The building continued in use by the Free Church of England throughout the 20th century. It was stated in 1985 that "adult immersion baptism was practised" at the church. In 2004 it was described as an "independent Free Evangelical church", but by 2008 it had closed for worship. Meanwhile, a newly established Evangelical congregation called Crowborough Community Church, which at the time met for worship in a school, was growing. This had its origins in May 1997 when some worshippers from King's Church Uckfield, an Evangelical church in nearby Uckfield, began to meet in Crowborough. Members of the former Christ Church also joined the new Community Church, and by 2015 the congregation had acquired the former Christ Church premises and was using them for administrative purposes and for certain activities, although Sunday worship had moved to a community centre building.
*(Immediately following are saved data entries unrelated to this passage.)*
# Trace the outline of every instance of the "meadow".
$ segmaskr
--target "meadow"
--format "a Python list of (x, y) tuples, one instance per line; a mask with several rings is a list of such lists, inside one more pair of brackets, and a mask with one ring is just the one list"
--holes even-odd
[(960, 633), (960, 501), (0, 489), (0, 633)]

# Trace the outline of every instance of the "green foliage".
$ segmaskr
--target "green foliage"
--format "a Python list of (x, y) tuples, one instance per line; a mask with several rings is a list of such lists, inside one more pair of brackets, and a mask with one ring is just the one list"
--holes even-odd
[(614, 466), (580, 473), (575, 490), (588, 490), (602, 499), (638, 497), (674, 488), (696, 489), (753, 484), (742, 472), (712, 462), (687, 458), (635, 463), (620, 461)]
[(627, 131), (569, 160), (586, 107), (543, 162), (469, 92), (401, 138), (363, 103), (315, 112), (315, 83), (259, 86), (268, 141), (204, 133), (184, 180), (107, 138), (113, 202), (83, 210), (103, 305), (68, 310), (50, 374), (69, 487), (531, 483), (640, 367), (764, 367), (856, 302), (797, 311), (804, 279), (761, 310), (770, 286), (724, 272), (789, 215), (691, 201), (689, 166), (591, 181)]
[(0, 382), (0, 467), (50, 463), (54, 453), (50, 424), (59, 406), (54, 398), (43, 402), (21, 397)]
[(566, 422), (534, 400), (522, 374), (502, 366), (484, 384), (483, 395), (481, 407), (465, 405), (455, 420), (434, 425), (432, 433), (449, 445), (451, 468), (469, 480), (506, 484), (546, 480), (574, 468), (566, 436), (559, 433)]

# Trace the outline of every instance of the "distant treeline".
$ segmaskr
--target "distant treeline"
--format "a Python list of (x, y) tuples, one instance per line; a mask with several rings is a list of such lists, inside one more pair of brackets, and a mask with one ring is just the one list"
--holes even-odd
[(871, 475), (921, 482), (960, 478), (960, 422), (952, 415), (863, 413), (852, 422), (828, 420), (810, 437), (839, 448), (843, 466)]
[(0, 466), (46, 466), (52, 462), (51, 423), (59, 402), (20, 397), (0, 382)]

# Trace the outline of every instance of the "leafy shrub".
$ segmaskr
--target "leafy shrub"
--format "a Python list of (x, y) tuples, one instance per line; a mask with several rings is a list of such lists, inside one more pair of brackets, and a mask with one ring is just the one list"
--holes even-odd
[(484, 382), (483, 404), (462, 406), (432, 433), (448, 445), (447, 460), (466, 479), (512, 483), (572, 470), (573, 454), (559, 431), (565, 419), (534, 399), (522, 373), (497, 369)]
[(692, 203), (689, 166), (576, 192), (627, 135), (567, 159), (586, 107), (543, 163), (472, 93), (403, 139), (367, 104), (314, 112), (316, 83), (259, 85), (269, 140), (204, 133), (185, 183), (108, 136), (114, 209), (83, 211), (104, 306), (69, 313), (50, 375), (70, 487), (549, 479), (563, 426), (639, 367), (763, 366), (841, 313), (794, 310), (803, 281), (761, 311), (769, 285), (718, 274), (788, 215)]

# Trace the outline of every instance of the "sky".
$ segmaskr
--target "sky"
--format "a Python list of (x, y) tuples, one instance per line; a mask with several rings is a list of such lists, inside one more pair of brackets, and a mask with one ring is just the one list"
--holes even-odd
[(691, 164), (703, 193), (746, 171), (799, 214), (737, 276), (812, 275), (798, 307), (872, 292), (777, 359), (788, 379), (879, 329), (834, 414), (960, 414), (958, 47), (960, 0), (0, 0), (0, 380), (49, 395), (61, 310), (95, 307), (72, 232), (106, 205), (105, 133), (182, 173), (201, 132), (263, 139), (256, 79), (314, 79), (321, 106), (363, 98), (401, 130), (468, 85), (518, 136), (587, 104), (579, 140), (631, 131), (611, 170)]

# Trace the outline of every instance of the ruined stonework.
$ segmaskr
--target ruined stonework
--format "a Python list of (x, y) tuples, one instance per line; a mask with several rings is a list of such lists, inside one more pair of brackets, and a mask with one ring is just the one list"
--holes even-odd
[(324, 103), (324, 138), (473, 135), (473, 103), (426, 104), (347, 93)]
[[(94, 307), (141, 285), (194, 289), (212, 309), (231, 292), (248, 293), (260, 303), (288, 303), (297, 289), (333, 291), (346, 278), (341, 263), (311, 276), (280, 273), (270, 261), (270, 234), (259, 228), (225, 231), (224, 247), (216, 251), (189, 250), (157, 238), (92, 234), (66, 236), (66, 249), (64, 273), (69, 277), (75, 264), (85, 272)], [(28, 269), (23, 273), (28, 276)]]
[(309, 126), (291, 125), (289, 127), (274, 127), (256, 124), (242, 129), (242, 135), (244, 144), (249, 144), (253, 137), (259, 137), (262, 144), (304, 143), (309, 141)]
Church services resumed in the former Christ Church in 2018 following a period of renovation, and the building is now known as The Oasis.

==Architecture==
Christ Church is a "very modest" chapel distinguished by its large, wide five-light west window facing the street. It is a Perpendicular Gothic Revival building of red brick with stone dressings. The side elevations have small gabled dormer windows. Stained glass designed Arthur Dix designed the glass in the north window in 1918. Memorials inside the church include a tablet commemorating Elizabeth de Lannoy and a "beautiful marble font" given by the widow of David Murray Somerville, the incumbent from 1906 until 1917.

==Administration==
The church is registered for worship in accordance with the Places of Worship Registration Act 1855; its number on the register is 24801. Under its original name, Christ Church, it was registered for the solemnisation of marriages in accordance with the Marriage Act 1836 on 7 March 1881. It is a member of the Evangelical Alliance and the Newfrontiers movement.